Em 1839, no dia 29 de julho foi proclamada a República Juliana, que, como vimos acima, teve curta duração, sendo extinta em 15 de novembro de 1839, após os republicanos terem sido derrotados em Laguna, na maior batalha naval que a Marinha Brasileira participou em águas territoriais nacionais. Foi o último evento armado que antecedeu a proclamação da República Brasileira, em cuja batalha se destacou e projetou ao Mundo a emblemática figura da lagunense Ana Maria de Jesus Ribeiro, depois conhecida como Anita Garibaldi, a Heroína dos Dois Mundos, a Mãe da Pátria Italiana.

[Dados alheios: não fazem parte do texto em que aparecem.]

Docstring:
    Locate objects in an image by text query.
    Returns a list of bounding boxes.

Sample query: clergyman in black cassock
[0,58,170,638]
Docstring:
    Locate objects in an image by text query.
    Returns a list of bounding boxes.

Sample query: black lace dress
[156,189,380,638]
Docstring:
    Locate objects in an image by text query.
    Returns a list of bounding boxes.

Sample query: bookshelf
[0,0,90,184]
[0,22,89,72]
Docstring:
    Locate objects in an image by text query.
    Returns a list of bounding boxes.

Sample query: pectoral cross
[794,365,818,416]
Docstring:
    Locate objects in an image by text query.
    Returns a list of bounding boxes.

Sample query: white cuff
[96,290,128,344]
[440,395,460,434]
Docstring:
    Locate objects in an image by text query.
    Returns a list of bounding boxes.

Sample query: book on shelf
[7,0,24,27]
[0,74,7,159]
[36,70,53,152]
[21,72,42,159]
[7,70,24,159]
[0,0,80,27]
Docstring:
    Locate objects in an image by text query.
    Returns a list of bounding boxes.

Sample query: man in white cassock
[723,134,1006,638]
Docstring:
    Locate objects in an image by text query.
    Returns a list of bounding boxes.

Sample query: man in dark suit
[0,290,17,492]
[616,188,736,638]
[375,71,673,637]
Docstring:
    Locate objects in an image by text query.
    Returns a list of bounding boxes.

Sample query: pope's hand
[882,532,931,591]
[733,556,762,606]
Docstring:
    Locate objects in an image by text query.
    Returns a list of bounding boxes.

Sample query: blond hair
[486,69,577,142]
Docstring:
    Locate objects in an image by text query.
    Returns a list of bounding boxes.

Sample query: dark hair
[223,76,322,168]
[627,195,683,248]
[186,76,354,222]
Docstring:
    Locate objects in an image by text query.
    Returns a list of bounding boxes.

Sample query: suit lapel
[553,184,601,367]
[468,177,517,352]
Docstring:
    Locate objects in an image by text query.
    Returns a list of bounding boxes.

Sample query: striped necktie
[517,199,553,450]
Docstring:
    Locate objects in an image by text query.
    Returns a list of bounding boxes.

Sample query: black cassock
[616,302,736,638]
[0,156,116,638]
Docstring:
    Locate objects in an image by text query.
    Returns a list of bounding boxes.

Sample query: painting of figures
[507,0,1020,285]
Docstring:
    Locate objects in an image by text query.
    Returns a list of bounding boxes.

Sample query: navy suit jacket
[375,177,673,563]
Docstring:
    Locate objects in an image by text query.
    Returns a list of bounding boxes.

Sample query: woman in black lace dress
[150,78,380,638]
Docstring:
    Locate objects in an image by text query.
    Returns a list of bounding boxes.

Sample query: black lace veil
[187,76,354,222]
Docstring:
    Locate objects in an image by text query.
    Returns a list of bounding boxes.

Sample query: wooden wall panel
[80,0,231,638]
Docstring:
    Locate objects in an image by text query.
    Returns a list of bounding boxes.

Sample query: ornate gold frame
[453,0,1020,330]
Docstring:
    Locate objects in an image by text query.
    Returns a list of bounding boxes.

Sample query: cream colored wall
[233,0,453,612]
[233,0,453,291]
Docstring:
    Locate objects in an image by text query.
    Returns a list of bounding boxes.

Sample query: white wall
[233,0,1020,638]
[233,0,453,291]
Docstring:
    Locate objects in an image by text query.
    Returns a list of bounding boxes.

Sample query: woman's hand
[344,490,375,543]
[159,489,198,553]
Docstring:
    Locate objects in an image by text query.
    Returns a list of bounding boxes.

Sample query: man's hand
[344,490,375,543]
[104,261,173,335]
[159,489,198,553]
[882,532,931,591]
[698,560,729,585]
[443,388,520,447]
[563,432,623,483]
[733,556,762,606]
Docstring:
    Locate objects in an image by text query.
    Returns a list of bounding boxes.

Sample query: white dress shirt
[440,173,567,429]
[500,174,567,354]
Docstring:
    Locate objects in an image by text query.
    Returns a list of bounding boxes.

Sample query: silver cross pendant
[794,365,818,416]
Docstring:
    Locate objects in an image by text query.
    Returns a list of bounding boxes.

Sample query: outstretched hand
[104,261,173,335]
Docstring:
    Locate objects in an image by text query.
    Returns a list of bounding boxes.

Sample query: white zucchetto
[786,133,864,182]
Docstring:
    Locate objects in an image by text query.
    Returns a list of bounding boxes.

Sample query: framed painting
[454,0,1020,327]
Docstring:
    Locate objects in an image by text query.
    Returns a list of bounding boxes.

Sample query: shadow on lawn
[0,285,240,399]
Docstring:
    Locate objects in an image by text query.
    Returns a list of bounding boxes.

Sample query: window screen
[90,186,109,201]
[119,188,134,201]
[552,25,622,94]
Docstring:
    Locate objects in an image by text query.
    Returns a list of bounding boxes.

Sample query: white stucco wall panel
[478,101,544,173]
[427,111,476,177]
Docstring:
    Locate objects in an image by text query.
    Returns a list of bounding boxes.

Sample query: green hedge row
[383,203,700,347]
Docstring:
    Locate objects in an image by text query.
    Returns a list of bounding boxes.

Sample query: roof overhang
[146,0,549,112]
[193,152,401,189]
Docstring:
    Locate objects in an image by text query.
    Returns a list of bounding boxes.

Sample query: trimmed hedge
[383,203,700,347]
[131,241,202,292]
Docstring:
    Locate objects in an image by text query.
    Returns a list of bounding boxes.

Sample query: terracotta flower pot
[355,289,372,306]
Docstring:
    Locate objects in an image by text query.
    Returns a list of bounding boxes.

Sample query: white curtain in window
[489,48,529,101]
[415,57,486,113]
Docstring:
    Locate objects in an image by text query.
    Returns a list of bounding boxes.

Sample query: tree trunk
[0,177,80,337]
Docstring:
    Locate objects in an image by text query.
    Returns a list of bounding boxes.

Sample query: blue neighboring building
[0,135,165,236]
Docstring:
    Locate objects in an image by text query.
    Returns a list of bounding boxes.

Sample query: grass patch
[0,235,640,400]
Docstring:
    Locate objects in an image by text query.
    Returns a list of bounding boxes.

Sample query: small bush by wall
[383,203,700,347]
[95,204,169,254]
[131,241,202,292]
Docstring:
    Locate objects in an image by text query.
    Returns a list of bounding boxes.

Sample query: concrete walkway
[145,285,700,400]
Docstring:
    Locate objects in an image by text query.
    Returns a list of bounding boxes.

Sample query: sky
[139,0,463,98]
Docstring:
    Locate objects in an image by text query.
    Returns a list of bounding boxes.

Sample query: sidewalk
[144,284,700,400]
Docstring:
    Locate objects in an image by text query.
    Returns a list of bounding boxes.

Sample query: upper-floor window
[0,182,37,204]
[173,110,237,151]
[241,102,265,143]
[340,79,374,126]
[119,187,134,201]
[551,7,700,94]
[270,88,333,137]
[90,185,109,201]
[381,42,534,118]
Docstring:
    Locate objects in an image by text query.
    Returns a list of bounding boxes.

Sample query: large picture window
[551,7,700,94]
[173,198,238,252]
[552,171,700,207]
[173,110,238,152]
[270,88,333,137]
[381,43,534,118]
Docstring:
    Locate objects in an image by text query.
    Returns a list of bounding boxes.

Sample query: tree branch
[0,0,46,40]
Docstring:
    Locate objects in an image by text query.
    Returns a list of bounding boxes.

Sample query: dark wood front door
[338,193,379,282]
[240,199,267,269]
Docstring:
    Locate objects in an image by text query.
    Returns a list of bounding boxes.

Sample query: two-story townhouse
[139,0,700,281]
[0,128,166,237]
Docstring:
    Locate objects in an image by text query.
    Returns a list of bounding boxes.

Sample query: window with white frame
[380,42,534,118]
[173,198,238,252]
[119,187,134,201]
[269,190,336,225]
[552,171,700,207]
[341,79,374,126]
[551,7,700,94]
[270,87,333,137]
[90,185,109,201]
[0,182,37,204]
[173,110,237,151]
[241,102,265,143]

Como o sistema republicano é o mais justo porque liberta das tiranias e deve ser exercido pelo povo e para o povo, associado ao fato de que Anita Garibaldi é a única mulher que se tem notícia histórica de ter lutado pela instituição de quatro republicas: a República Catarinense, a República Riograndense, a República Uruguaia e a República Romana, neste 15 de novembro de 2019, quando comemoramos o 130º aniversário de instituição da República Brasileira e pranteamos o 180º aniversário da derrocada da República Catarinense, é nosso dever reverencia-la como A Guerreira das Repúblicas e da Liberdade.
Por Adilcio Cadorin Advogado, historiador, membro do IHGSC- Instituto Histórico e Geográfico de Santa Catarina e diretor do CulturAnita – Instituto Cultural Anita Garibaldi.